States who share Colorado River water OK plan for drought

September 2005

U.S. Water News Online

PHOENIX (AP) -- The seven states that share Colorado River water have agreed on a plan to deal with drought issues and future water shortages.

However, a dispute over whether Arizona and Nevada can tap in-state tributaries remains unresolved.

Nevada has nearly exhausted its Colorado River apportionment and wants to draw water from the Virgin River, a tributary of the Colorado. States on the upper river object to the plan.

But to avoid a showdown on that issue, the states pledged to work on finding alternative sources of water that could replace the Virgin River supply.

Those alternatives would have to be in place by 2012, when Nevada says it will run out of existing resources.

If the dispute lands in court, it will drag Arizona with it, jeopardizing as much as half of the water that flows to Phoenix and Tucson through the Central Arizona Project Canal.

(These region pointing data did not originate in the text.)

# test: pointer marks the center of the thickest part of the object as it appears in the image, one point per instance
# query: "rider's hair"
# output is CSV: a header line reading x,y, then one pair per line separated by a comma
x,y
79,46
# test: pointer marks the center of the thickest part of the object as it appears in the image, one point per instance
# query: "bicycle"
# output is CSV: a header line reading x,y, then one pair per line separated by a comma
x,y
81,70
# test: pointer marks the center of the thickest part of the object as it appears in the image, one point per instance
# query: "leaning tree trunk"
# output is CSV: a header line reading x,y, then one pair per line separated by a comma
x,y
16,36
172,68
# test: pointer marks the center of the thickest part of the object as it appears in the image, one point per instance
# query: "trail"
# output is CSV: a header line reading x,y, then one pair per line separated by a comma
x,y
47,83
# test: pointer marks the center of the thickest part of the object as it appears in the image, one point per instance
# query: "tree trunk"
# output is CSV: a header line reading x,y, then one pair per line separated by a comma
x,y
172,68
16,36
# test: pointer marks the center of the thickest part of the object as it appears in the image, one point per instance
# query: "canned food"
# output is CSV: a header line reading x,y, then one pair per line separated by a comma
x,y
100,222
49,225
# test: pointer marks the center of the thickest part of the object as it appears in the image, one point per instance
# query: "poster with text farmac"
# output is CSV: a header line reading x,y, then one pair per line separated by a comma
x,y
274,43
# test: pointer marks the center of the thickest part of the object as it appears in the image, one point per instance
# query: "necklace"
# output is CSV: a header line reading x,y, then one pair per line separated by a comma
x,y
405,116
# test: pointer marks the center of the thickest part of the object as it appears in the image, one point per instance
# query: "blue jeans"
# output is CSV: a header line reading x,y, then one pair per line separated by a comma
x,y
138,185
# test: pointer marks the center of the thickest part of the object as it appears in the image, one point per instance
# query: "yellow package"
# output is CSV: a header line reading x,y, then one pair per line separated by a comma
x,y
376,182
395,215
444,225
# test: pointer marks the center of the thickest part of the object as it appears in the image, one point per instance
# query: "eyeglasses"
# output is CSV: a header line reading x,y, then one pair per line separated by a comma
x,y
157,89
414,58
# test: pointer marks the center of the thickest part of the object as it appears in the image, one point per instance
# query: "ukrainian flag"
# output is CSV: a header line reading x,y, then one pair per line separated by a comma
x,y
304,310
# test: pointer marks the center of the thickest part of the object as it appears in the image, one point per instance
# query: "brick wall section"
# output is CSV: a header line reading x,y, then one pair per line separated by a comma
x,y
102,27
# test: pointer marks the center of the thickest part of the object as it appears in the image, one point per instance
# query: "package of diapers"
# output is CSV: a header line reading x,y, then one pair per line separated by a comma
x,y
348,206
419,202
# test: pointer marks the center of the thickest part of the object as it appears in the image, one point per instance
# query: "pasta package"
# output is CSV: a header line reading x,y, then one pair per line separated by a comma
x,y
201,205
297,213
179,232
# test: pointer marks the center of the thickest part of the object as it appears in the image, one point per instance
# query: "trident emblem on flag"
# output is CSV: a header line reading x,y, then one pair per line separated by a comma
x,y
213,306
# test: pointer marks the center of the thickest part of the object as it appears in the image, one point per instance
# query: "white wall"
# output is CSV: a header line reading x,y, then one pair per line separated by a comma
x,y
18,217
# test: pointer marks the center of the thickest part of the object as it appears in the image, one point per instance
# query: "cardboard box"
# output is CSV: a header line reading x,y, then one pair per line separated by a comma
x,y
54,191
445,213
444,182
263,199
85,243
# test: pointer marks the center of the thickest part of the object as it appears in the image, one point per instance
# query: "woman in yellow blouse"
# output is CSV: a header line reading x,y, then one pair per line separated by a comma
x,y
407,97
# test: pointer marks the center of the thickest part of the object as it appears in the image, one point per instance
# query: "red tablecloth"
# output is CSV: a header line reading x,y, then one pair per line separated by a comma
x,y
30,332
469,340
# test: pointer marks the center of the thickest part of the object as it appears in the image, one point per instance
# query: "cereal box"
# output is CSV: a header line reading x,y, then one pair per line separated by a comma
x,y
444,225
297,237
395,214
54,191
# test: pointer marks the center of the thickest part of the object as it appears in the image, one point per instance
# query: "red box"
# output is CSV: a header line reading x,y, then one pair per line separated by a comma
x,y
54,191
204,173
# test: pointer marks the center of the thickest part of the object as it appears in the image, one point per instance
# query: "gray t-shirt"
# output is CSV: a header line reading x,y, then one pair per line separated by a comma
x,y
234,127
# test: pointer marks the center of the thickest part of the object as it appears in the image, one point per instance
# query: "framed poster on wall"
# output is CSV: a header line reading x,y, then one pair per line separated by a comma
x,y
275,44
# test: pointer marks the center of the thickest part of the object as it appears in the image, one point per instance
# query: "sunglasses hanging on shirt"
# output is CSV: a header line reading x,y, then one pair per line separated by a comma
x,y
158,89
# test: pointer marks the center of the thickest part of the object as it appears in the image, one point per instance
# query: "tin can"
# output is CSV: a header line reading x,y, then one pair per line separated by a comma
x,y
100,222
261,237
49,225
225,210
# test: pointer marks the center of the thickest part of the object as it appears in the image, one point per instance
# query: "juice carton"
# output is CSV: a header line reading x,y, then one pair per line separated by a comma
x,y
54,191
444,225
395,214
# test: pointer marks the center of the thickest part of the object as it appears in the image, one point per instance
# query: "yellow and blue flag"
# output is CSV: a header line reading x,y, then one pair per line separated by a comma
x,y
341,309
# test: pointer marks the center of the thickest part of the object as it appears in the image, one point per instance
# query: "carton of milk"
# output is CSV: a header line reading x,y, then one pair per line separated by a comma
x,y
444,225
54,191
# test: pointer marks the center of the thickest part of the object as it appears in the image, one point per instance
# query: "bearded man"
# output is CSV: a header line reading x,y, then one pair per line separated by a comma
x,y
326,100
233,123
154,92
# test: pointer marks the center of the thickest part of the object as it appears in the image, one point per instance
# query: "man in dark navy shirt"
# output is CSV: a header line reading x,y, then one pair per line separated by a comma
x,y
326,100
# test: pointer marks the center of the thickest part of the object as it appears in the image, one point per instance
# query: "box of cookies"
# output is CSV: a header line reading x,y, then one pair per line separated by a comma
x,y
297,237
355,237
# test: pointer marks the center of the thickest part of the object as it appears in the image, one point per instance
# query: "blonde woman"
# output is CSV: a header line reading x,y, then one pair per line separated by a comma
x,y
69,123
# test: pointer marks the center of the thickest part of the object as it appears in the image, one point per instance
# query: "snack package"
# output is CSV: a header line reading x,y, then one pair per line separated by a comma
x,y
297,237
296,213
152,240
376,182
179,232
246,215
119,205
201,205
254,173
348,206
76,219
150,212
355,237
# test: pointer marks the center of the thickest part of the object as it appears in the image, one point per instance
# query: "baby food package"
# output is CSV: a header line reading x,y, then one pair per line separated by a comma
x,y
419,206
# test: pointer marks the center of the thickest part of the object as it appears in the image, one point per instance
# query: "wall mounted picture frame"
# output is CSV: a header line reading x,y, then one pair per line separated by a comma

The upper river states have also raised questions about Arizona's use of tributaries - in-state rivers that, like the Virgin, flow into the Colorado.

"We've got to back away from the tributary issue," said Herb Guenther, director of the Arizona Department of Water Resources. "If we hang up on that, there's only one way to solve it and it's through litigation."

Representatives from the states signed the agreement in San Diego and sent it to Interior Secretary Gale Norton, who has told the states she will impose her own plan if talks among them fail.

The plan is filled with promises to continue working on various issues and lays out ideas ranging from lining canals and creating new storage basins to cloud-seeding and weed removal.

It addresses key concerns of the upper river states - Colorado, New Mexico, Utah and Wyoming - and those on the lower river - Arizona, Nevada and California.

The upper basin states want assurances they won't be forced to give up water from their reservoirs to meet the needs of the lower basin states if a shortage occurs. The lower basin states want to settle how treaties with Mexico would be handled in times of drought.

Guenther said the final agreement includes the three basic elements that have been discussed for months - better management of the river's two largest storage reservoirs, Lakes Mead and Powell; improving efficiency among users, mostly farmers who order water almost daily; and augmenting the river's flow.